Boy, when Red Sox General Manager Ben Cherington conceded his team was getting "hard to watch," he wasn't kidding.
The slumping Sox have dropped a season worst seven games in a row--all on the road--falling to 62-74 on the season. It's been an ugly West Coast swing, to say the least. First the Angels swept them aside, and then the surging A's followed suit with a lopsided three game sweep in which they bludgeoned the Bosox 33-5. Last night in Seattle, Jason Vargas shut down Boston's ice cold bats and outdueled Clay Buchholz. During this latest losing streak opponents have outscored them by 41 runs during that stretch, an average of nearly six runs per game. Six! Granted, that number is somewhat inflated by the 20-2 beatdown they suffered in Oakland last Friday night, but in only one game was the margin of defeat less than three runs. The simple explanation is that the pitching and hitting are struggling simultaneously. It's going to be tough to win baseball games when when your pitchers get lit up for 8.3 runs per game, and by the same token is just as difficult when the slumbering offense produces just 2.3 runs per game.
It's been a hard fall from the top for a team that looked like World Series favorites as recently as last September. Trades and injuries have reduced them to a glorified AAA ballclub. It was safe to assume that the team would only get worse after trading away Josh Beckett, Carl Crawford and Adrian Gonzalez, but I don't think anybody expected it to get this bad. After all, their lineup still features elite top of the order talent in Jacoby Ellsbury and Dustin Pedroia. The rotation still has an effective lefty-righty punch with Jon Lester and Buchholz anchoring the staff. And don't forget that Felix Doubront and 2009 AL Rookie of the Year Andrew Bailey recently returned from injuries. Unlike, say, the Houston Astros, this roster hasn't been totally gutted. It has an intact core with good players capable of winning ballgames.
Still, the fact remains that this club have been brutal for more than a month now. Since the July 31st trading deadline, Boston's gone 9-23 (.281 winning percentage), a streak of futility reminiscent of their infamous 7-20 September swoon one year ago. Over that span the Sox have strung together back-to-back wins just twice and have just one series win (against the Royals) in their past nine sets.

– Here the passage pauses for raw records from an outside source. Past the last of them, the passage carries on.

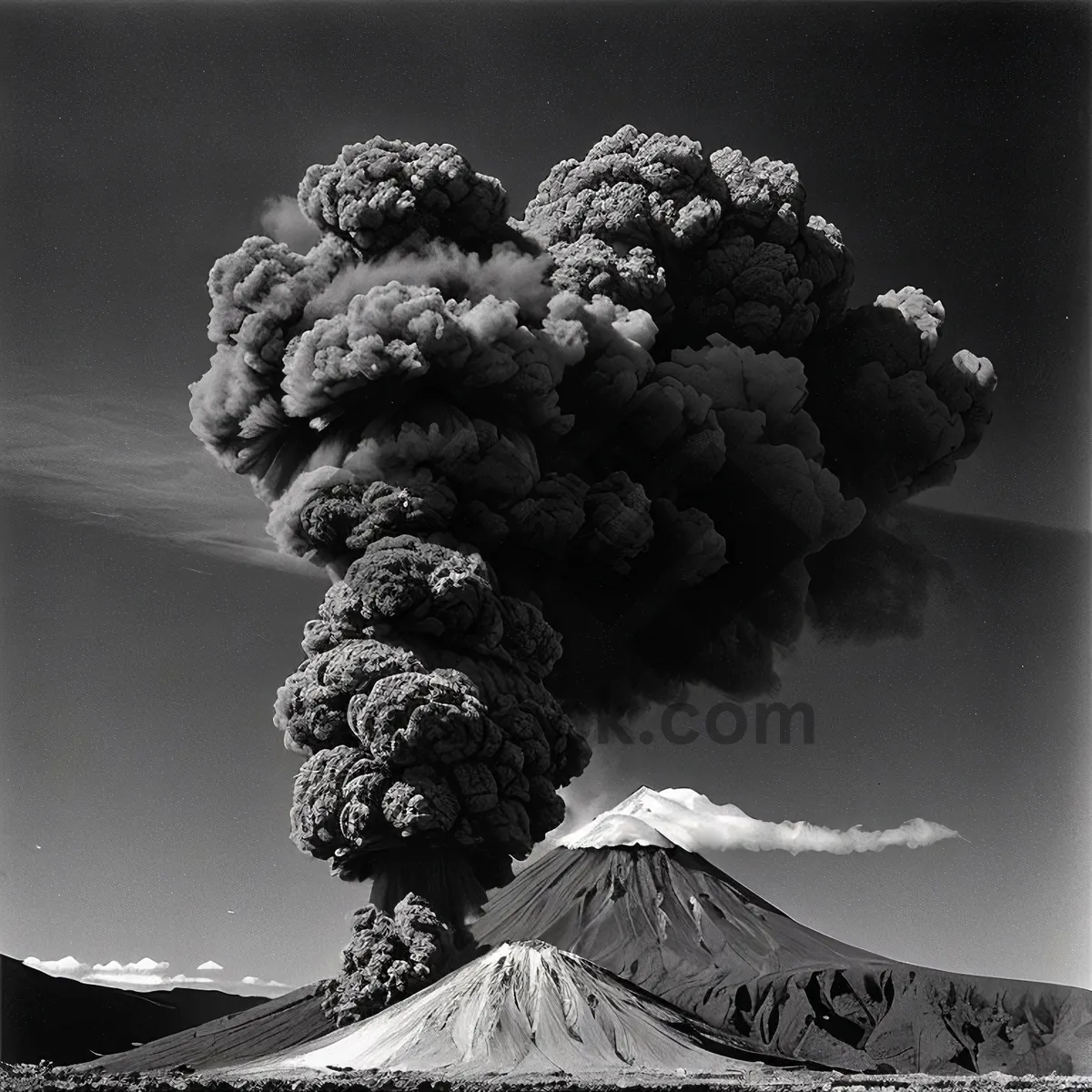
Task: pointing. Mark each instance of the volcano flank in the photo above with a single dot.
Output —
(523, 1008)
(692, 969)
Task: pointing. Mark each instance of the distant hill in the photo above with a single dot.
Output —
(274, 1026)
(522, 1009)
(66, 1021)
(665, 921)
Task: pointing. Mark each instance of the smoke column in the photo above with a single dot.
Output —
(642, 418)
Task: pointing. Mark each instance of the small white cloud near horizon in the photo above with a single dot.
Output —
(687, 819)
(147, 975)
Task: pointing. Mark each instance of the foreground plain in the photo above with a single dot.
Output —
(45, 1078)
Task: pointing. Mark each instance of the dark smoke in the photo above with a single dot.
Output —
(639, 421)
(390, 956)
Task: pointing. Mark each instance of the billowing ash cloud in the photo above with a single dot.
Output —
(639, 426)
(507, 273)
(687, 819)
(283, 221)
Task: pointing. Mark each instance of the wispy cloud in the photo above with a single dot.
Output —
(136, 467)
(693, 822)
(151, 975)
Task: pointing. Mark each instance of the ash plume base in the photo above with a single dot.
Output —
(640, 425)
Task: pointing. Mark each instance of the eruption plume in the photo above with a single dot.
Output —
(640, 418)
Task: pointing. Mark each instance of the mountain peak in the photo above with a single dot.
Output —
(647, 817)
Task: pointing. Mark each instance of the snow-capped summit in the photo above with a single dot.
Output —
(648, 817)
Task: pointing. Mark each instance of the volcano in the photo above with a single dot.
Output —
(523, 1008)
(622, 894)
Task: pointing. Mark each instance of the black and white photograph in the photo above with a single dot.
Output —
(546, 546)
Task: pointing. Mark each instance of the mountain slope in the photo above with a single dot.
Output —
(672, 923)
(266, 1029)
(665, 920)
(522, 1009)
(66, 1021)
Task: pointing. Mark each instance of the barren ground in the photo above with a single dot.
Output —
(45, 1078)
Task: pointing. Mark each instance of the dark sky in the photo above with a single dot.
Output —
(146, 632)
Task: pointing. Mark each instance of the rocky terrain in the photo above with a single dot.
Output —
(647, 913)
(66, 1021)
(524, 1009)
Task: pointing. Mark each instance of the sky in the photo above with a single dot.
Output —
(147, 625)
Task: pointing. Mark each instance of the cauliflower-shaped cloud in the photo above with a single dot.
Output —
(390, 956)
(707, 246)
(895, 410)
(382, 194)
(652, 451)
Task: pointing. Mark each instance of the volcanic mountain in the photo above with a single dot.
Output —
(622, 894)
(523, 1008)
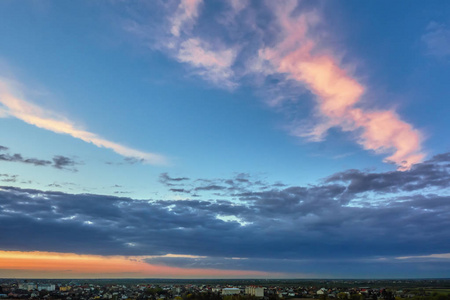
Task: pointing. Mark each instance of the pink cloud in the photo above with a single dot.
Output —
(214, 65)
(13, 105)
(338, 94)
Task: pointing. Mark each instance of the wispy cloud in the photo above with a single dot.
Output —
(284, 48)
(13, 104)
(338, 94)
(408, 211)
(59, 161)
(212, 64)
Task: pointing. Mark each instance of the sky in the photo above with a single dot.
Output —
(224, 139)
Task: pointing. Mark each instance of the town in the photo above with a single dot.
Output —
(426, 289)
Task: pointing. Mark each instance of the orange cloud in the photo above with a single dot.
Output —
(69, 265)
(338, 93)
(16, 106)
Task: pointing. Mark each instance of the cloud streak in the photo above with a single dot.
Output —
(14, 105)
(353, 214)
(59, 161)
(289, 48)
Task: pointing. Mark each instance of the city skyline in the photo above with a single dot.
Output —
(224, 139)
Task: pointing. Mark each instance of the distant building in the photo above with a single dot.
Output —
(47, 287)
(231, 291)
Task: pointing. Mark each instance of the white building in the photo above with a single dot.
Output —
(47, 287)
(231, 291)
(254, 291)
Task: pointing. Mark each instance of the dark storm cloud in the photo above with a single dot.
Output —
(349, 215)
(58, 161)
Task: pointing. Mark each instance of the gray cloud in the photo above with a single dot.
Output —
(58, 161)
(165, 179)
(351, 215)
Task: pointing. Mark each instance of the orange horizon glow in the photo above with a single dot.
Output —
(71, 265)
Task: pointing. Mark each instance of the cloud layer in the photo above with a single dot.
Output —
(284, 41)
(14, 105)
(58, 161)
(350, 217)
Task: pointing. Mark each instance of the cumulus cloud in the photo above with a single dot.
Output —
(15, 105)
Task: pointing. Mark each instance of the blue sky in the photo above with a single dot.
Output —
(288, 111)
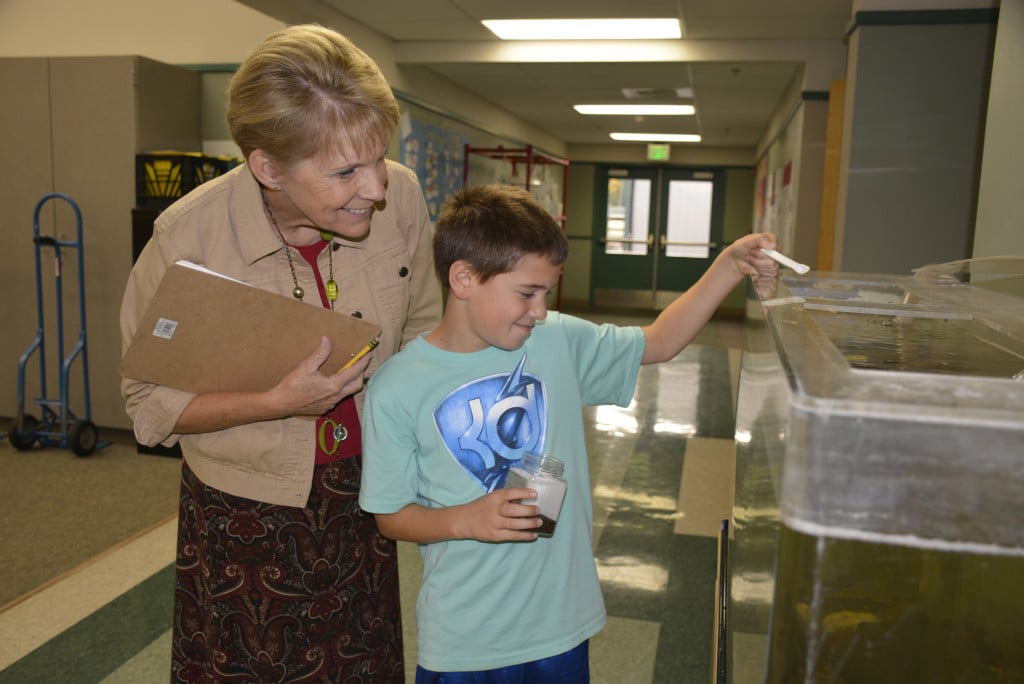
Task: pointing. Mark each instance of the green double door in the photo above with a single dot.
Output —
(656, 231)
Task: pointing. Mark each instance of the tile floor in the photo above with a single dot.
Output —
(662, 477)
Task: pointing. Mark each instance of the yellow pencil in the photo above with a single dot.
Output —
(363, 352)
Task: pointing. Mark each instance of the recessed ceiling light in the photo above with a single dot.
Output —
(584, 29)
(637, 110)
(655, 137)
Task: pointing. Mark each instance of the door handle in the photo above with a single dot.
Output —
(649, 241)
(664, 243)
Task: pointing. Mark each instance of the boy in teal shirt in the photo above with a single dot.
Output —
(499, 377)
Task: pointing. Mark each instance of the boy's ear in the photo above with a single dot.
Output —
(461, 278)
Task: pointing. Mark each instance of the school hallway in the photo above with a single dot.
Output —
(87, 549)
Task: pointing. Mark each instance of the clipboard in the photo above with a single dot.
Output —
(204, 332)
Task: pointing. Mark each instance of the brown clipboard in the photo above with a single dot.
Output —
(204, 332)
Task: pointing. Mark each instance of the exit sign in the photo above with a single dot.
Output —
(658, 153)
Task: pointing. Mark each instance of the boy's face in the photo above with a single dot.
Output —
(503, 310)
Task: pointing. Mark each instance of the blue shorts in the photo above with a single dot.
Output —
(572, 667)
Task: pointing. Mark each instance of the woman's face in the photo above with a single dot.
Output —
(337, 191)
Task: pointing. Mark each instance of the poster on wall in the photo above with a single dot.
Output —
(436, 156)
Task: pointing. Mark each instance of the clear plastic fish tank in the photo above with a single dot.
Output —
(880, 502)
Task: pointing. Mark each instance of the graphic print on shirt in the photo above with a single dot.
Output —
(489, 423)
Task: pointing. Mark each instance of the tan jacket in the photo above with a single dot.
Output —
(387, 279)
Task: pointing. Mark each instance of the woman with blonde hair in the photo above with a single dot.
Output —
(281, 576)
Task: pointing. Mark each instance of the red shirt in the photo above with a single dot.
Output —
(339, 434)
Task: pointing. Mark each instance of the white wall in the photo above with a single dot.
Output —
(999, 227)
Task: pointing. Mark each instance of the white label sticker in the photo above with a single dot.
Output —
(165, 328)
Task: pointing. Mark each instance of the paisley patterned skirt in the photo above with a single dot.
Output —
(270, 593)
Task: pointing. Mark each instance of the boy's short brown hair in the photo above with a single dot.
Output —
(493, 228)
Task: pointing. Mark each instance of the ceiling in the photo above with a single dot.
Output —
(737, 57)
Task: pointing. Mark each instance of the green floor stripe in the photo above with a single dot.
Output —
(90, 650)
(716, 415)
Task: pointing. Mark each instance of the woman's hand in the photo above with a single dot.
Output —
(308, 391)
(304, 391)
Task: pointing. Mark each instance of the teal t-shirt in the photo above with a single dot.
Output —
(441, 429)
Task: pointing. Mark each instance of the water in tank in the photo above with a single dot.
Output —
(901, 546)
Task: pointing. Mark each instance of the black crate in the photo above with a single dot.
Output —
(163, 177)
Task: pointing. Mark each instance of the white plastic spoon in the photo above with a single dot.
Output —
(786, 261)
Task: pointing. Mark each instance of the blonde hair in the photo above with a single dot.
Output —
(307, 90)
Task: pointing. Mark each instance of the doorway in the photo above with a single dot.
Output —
(656, 231)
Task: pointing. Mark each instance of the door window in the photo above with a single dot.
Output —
(628, 223)
(688, 224)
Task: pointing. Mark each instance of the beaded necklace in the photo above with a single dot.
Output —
(331, 287)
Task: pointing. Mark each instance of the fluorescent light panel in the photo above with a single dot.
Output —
(637, 110)
(584, 29)
(655, 137)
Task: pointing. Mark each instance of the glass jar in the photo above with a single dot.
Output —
(543, 474)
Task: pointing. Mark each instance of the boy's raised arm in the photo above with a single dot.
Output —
(682, 319)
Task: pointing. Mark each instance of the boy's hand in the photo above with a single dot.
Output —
(499, 516)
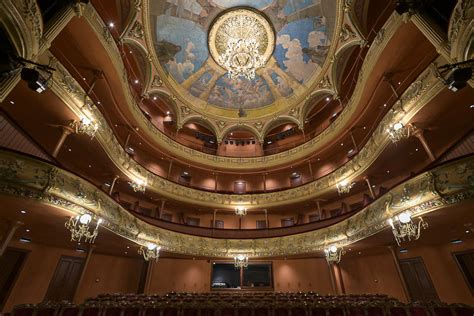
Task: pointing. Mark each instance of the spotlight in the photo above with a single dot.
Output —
(458, 79)
(34, 79)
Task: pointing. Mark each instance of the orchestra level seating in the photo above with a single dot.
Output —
(243, 304)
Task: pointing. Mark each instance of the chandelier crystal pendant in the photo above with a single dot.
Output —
(79, 228)
(398, 131)
(240, 211)
(138, 185)
(344, 186)
(333, 254)
(241, 41)
(403, 227)
(85, 126)
(151, 252)
(241, 261)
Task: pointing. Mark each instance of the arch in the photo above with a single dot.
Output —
(168, 100)
(24, 28)
(340, 63)
(281, 120)
(142, 53)
(315, 98)
(204, 122)
(240, 126)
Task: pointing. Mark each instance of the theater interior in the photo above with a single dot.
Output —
(236, 157)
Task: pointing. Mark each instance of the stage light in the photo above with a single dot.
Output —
(459, 78)
(34, 79)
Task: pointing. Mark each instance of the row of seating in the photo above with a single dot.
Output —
(242, 304)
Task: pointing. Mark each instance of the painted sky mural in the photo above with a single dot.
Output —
(303, 31)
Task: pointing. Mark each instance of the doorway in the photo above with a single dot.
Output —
(65, 279)
(418, 280)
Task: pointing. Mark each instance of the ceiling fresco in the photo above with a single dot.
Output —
(303, 32)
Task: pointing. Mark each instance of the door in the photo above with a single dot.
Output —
(64, 282)
(418, 280)
(11, 263)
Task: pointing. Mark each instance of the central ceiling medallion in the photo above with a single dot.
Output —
(241, 41)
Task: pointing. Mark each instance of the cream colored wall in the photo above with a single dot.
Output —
(35, 276)
(372, 274)
(445, 274)
(109, 274)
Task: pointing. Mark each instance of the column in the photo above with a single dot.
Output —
(342, 289)
(162, 207)
(215, 182)
(400, 274)
(419, 133)
(66, 131)
(113, 184)
(433, 33)
(371, 190)
(266, 219)
(149, 276)
(264, 182)
(83, 272)
(169, 169)
(333, 279)
(9, 236)
(310, 169)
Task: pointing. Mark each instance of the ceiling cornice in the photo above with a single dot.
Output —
(29, 178)
(418, 95)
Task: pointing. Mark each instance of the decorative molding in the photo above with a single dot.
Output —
(212, 161)
(414, 99)
(24, 177)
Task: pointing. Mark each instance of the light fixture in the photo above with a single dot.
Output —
(79, 228)
(241, 41)
(241, 211)
(34, 79)
(138, 185)
(85, 126)
(398, 131)
(344, 186)
(459, 78)
(403, 227)
(241, 261)
(150, 252)
(333, 254)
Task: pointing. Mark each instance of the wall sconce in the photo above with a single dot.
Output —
(344, 186)
(151, 252)
(79, 228)
(403, 227)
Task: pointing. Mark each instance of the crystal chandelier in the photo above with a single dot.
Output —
(333, 254)
(139, 185)
(398, 131)
(241, 211)
(242, 58)
(403, 227)
(344, 186)
(79, 228)
(151, 252)
(85, 126)
(241, 261)
(241, 41)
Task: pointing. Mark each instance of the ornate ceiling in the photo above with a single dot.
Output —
(310, 36)
(304, 33)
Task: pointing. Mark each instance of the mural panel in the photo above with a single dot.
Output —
(303, 31)
(248, 94)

Tough to watch, indeed. Some would say almost torturous.
Tonight Lester (8-11, 5.01 ERA) looks to stop the bleeding against Blake Beavan (9-8, 4.95 ERA). Boston's struggling southpaw has finally started to pitch like the ace he's supposed to be. In August he averaged more than seven innings per start, compiled a 3.59 ERA and permitted just two home runs. The light-hitting Mariners, who rank dead last in the American League in numerous offensive categories such as runs, hits, batting average, OBP, SLG, OPS, and total bases, shouldn't pose much of a threat. Boston's bats should come alive against Beavan, and I'm confident Lester will go out and get the job done.